Many sites also have APIs (application programming interfaces, which allow you to send specifically formatted requests to certain URLs to receive text data for processing. For example, you may use an API to get upcoming weather and temperature data or stock prices. This data is often returned in a format called JSON (JavaScript Object Notation). The way that JSON is structured corresponds nicely to Python data types, and requests provides a function that allows you to parse the text of the JSON response into the appropriate Python data types. You can read about this in the “JSON Response Content” section of the Quickstart guide. The json module in the Python standard library also provides some useful functions for working with JSON data, including writing and reading with both strings and files.

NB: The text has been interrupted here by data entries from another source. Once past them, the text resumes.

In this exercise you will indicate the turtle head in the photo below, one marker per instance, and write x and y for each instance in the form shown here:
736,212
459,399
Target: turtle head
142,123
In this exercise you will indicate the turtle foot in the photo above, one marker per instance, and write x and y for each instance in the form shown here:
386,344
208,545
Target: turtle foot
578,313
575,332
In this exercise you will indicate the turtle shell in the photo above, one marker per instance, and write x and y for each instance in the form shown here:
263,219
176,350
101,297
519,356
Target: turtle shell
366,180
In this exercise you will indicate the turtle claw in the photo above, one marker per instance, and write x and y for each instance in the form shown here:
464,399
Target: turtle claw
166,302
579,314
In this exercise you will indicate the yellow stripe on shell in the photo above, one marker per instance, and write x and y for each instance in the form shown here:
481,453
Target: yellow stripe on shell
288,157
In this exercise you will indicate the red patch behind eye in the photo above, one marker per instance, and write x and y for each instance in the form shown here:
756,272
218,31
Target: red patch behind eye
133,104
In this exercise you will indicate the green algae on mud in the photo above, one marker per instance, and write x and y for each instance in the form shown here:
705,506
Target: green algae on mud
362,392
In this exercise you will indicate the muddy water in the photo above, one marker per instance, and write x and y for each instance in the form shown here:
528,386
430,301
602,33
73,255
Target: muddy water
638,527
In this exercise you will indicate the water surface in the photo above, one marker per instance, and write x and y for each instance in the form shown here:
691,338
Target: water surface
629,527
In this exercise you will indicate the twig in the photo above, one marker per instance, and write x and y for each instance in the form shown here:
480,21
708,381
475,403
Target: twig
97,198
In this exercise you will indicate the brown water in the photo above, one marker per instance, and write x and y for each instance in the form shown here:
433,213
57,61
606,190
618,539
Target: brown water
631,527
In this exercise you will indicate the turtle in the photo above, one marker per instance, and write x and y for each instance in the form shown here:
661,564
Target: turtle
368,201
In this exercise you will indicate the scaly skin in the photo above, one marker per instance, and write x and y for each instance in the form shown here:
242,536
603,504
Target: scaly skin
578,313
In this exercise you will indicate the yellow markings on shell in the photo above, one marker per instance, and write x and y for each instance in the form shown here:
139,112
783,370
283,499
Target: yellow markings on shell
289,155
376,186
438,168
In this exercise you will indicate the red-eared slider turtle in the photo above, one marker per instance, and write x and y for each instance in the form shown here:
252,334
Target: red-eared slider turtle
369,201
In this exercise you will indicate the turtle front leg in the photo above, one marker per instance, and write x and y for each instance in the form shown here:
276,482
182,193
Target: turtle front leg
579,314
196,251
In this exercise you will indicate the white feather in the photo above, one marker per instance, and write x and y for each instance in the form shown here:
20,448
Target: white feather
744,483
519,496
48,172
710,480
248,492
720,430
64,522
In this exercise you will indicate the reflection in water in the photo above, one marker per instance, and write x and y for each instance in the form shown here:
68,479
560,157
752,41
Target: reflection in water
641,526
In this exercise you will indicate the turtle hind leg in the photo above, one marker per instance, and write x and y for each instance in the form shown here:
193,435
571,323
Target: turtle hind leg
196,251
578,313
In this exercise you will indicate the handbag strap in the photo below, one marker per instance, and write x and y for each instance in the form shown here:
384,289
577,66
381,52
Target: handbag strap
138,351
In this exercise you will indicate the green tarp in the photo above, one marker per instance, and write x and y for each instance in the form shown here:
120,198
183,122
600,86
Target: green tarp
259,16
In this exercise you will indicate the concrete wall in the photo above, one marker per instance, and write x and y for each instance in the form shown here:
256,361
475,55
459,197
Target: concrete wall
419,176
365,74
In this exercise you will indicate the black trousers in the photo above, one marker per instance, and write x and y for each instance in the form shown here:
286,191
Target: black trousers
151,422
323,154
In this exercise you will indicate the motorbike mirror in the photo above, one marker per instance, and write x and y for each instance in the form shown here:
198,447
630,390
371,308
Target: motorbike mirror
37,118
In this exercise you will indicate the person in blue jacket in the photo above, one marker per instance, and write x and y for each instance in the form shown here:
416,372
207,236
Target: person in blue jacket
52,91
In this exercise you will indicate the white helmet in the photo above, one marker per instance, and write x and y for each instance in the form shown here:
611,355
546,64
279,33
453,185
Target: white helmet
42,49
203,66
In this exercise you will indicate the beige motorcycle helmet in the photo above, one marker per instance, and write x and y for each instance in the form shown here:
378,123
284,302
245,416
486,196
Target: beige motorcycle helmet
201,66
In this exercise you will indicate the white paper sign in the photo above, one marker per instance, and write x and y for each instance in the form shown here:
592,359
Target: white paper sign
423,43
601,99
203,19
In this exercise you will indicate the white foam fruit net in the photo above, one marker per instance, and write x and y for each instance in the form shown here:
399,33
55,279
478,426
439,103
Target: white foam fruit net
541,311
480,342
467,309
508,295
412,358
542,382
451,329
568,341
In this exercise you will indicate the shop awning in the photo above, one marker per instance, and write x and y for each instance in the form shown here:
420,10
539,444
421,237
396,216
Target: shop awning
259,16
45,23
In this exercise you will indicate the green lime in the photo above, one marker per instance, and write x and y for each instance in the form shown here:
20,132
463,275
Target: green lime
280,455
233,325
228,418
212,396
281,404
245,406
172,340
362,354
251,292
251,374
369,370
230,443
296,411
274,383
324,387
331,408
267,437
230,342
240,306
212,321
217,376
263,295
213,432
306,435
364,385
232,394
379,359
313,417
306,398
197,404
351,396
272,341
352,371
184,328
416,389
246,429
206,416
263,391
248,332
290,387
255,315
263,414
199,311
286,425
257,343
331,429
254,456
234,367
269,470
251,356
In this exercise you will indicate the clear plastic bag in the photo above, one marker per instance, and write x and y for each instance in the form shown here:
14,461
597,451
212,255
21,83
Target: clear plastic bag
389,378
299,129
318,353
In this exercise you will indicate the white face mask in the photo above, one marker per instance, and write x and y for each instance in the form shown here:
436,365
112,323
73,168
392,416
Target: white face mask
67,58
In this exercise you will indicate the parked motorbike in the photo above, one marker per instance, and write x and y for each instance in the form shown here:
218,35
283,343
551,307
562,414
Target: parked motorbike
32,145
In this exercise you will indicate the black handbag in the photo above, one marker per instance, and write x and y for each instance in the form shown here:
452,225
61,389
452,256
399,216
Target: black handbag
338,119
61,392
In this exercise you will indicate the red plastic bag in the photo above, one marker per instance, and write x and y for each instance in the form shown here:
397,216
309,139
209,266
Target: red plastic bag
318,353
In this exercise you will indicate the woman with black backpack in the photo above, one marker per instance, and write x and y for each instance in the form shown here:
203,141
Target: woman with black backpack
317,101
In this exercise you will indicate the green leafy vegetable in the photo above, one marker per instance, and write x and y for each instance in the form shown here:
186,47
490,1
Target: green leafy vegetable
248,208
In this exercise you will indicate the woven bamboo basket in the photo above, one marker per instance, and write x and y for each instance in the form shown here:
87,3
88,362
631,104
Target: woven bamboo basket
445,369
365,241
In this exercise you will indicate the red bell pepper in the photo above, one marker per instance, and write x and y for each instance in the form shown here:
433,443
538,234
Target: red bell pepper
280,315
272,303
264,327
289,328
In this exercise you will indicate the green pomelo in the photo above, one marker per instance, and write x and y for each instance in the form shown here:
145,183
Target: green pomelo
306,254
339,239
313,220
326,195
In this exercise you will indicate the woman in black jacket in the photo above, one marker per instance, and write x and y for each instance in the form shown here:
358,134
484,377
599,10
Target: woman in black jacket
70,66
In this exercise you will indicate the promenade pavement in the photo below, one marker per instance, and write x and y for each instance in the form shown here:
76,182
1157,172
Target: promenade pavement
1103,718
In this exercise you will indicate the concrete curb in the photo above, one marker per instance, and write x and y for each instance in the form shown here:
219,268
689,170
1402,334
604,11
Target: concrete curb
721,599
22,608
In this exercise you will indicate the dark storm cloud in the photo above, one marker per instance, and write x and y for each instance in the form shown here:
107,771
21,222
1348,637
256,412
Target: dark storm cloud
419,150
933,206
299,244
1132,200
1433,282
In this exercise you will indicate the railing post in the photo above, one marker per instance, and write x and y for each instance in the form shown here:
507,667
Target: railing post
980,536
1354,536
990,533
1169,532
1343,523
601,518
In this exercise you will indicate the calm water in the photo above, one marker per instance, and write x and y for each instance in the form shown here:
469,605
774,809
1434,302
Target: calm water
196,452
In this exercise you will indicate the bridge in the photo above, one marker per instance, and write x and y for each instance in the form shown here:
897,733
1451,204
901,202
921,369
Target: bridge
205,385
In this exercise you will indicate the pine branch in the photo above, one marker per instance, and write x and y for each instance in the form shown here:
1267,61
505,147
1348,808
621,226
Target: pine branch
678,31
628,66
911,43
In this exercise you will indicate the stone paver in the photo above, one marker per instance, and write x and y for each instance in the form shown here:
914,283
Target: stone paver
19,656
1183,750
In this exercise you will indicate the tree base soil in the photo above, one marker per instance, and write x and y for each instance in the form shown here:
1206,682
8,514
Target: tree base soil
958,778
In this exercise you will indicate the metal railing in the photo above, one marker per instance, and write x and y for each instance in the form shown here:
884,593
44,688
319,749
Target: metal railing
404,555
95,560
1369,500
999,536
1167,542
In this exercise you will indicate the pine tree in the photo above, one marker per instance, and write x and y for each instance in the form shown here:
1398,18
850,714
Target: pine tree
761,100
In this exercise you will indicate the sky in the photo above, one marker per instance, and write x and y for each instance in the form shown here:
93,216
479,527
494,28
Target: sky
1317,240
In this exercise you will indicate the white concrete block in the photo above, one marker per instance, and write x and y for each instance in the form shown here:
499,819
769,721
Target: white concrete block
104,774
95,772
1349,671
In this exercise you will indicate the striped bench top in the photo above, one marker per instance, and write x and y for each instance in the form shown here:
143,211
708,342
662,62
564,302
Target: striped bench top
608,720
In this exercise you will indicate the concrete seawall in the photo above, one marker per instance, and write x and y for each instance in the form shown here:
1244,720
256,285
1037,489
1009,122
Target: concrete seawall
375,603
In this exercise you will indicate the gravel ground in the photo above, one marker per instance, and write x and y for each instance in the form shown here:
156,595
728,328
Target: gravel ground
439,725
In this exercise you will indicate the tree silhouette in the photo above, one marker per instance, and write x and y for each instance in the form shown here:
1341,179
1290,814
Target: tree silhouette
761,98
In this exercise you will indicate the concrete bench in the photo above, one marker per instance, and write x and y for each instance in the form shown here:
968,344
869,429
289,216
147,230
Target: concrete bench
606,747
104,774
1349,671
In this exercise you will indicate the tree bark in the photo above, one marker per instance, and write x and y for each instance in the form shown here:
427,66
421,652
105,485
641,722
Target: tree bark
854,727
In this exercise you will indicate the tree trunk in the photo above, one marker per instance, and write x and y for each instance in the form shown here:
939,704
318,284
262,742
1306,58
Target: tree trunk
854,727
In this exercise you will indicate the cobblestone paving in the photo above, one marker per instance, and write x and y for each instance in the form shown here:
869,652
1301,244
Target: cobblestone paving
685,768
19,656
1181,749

Beautiful Soup: Webpages in HTML #

For most URLs, sending an HTTP request will simply get you the content of the webpage itself. This is almost always in a format called HTML (HyperText Markup Language). The formatting of HTML can often be quite difficult to read, and thus we recommend using the Beautiful Soup library to process HTML data in Python. (Unfortunately, the documentation can be a bit difficult to understand without a decent knowledge of HTML.) If you want to learn more about HTML, we recommend HTML Dog’s Tutorial, but again, doing this is optional.

Pandas: Data in Tables #

Finally, a common format for tables of data (similar to those found in spreadsheets) is CSV (comma-separated values). For this, we recommend using the Pandas library, which makes it quite easy to work with tabular data. Pandas defines two new types: Series, which represents a single column of data, and DataFrame, which represents a spreadsheet-like table of data. As you might expect from a spreadsheet, it is possible to name or otherwise index the rows and columns. You can then work with the data using these names.

While we could try to reinvent the wheel and explain the different features of Pandas, their tutorials are excellent, and so we will link the relevant ones here:

NumPy: Numerical Arrays #

If you are working with purely numerical data, we recommend using NumPy, which is a library optimized for scientific computing with arrays. If you have worked with MATLAB in the past, you can think of NumPy as a reasonably close equivalent in Python. Particularly when working with large arrays of data, you will find that NumPy is often far faster than even Python’s built-in libraries.

NumPy has several documentation pages aimed at different audiences. If you are newer to Python programming, we recommend their beginner’s guide. If you have some scientific computing experience and want a guide with more code and less explanation, we recommend the quickstart tutorial.